Dictionary of National Biography, 1885-1900/Symes, Michael
SYMES, MICHAEL (1753?–1809), soldier and diplomatist, born about 1753, entered the army about 1787, and went to India in the following year with the newly raised 76th (now 2nd battalion West Riding) regiment. He served as aide-de-camp to Major-general T. Musgrave at Madras in 1791, became captain in 1793, and lieutenant-colonel in 1800. In 1795 he was sent by the governor-general (Sir John Shore) on a mission to Burma (Calcutta Gazette, 21 Jan. 1796), and obtained from ‘the Emperor of Ava’ a royal order permitting a British agent to reside at Rangoon to protect the interests of British subjects.
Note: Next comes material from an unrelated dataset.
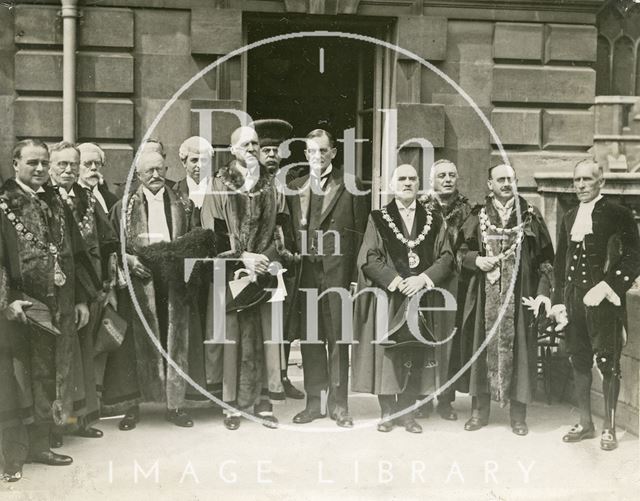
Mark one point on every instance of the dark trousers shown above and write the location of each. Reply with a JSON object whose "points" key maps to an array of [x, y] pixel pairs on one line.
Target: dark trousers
{"points": [[326, 364], [594, 331], [390, 404], [15, 446], [481, 408]]}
In 1802, his regiment being then at Cawnpore, he was sent by Marquis Wellesley on a second mission to Ava to protest against the demand made by the Burmese governor of Arakan for the surrender of fugitives who had sought refuge in the British district of Chittagong. Proceeding to the capital, he obtained a verbal assurance that the demand should be withdrawn. On the journey back to Calcutta, where he arrived in February 1803, he was treated with scant civility by the Burmese governor of Rangoon (East India Military Calendar). His regiment returned to England in 1806, and was sent in 1808 to Spain. Symes behaved with great gallantry during Sir John Moore's retreat to Coruña, but suffered from the hardships of the campaign, and died on the way home, on board the transport Mary, on 22 Jan. 1809. His body was taken from Portsmouth to Rochester, and buried in St. Margaret's Church on 3 Feb. 1809.
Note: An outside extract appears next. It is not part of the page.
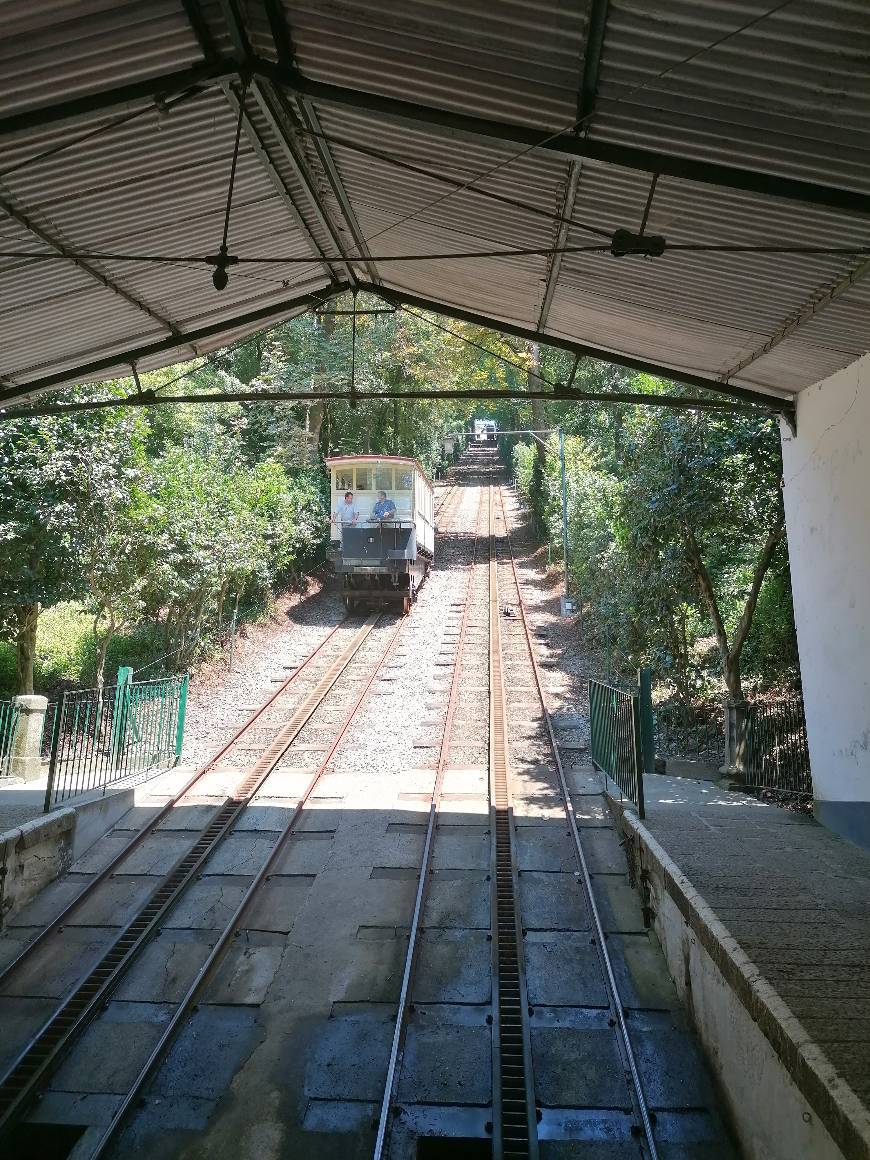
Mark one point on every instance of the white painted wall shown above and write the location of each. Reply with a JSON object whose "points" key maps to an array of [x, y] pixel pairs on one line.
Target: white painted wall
{"points": [[827, 509]]}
When on leave in England Colonel Symes married, on 18 Feb. 1801, Jemima, daughter of Paul Pilcher of Rochester. Symes's widow married Sir Joseph de Courcy Laffan [q. v.], and died on 18 Aug. 1835, aged 64.
Symes wrote: ‘An Account of an Embassy to the Kingdom of Ava sent by the Governal-General of India in 1795,’ London, 1800.
[European Mag. 1809; Calcutta Gazette; East India Military Cal.; Official Memo. by Arthur P. Phayre, Rangoon, 5 Nov. 1861.]